According to many in the historical profession today, any sort of grand narrative of the past is frowned upon. Even as hard-nosed a historian as Richard D. Brown, who has written several substantial synthetic studies of early America, has succumbed to the postmodern skepticism of the present climate to the point where he doubts the possibility any longer of historians' writing large-scale synthetic accounts of the past.
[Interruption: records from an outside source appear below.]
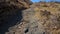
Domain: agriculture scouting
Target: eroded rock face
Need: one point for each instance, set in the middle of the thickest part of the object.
(9, 8)
(41, 18)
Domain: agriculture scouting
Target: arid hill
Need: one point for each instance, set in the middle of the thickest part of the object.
(40, 18)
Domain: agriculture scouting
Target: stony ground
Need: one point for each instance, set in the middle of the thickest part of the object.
(40, 18)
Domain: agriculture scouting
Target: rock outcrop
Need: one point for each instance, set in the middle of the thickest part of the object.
(9, 8)
(41, 18)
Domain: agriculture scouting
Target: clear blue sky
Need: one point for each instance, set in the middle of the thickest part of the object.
(45, 0)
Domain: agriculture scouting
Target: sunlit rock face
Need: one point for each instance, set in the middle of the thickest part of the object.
(9, 8)
(40, 18)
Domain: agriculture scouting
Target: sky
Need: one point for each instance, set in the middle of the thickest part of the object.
(45, 0)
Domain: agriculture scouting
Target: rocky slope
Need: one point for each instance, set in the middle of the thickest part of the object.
(10, 8)
(40, 18)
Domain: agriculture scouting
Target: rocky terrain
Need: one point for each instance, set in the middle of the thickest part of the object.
(38, 18)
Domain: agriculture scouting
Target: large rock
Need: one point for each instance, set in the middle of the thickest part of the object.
(41, 18)
(10, 8)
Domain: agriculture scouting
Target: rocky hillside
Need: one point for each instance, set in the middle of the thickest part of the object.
(10, 8)
(40, 18)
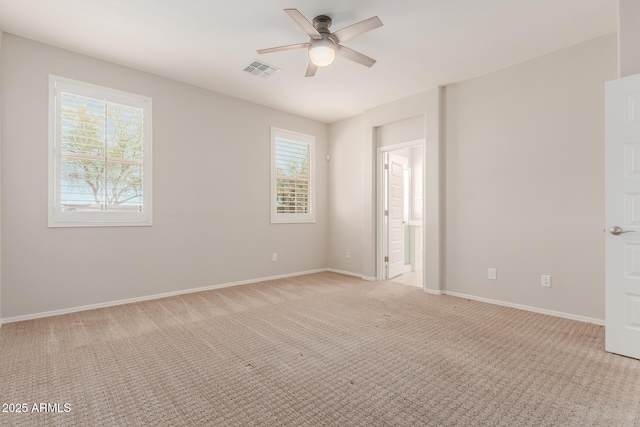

In his presidential address to the Society of the Early Republic, published in 2003, Brown stated that historians' claims to be telling the truth now stand on shaky ground. 'Syntheses cannot make the strongest truth claims because they are based on such selectively chosen facts.' He suggested that historians should escape from this dilemma by writing microhistories, small studies of particular localities, persons, or events. 'By exploring a finite subject exhaustively (though not definitively), the microhistorian commands the evidence on that subject beyond challenge; so within that topic readers learn to accept his or her authority.'" Certainly microhistory has flourished since the mid-1990's... But...Wood goes on to cite specific authors and texts discussed elsewhere in the chapter. He cites one microhistorian who went on to write a "grand narrative of political history" in 2005, which won a Bancroft Prize. Wood calls this "a welcome sign of change."
My comments:
Some dilemmas can't be escaped from forever. Eventually, I suppose, all these vigorous microhistories will surely contribute towards something larger, but what that might be we surely cannot predict.
Again, though, Wood's focus is on American History. One parallel I see with Biblical Studies is the pattern of specialization. But as with microhistories, one hopes that eventually all such knowledge might converge.
Meanwhile, apparently, not all grand narrative writers are going to remain on the sidelines. Nor should they.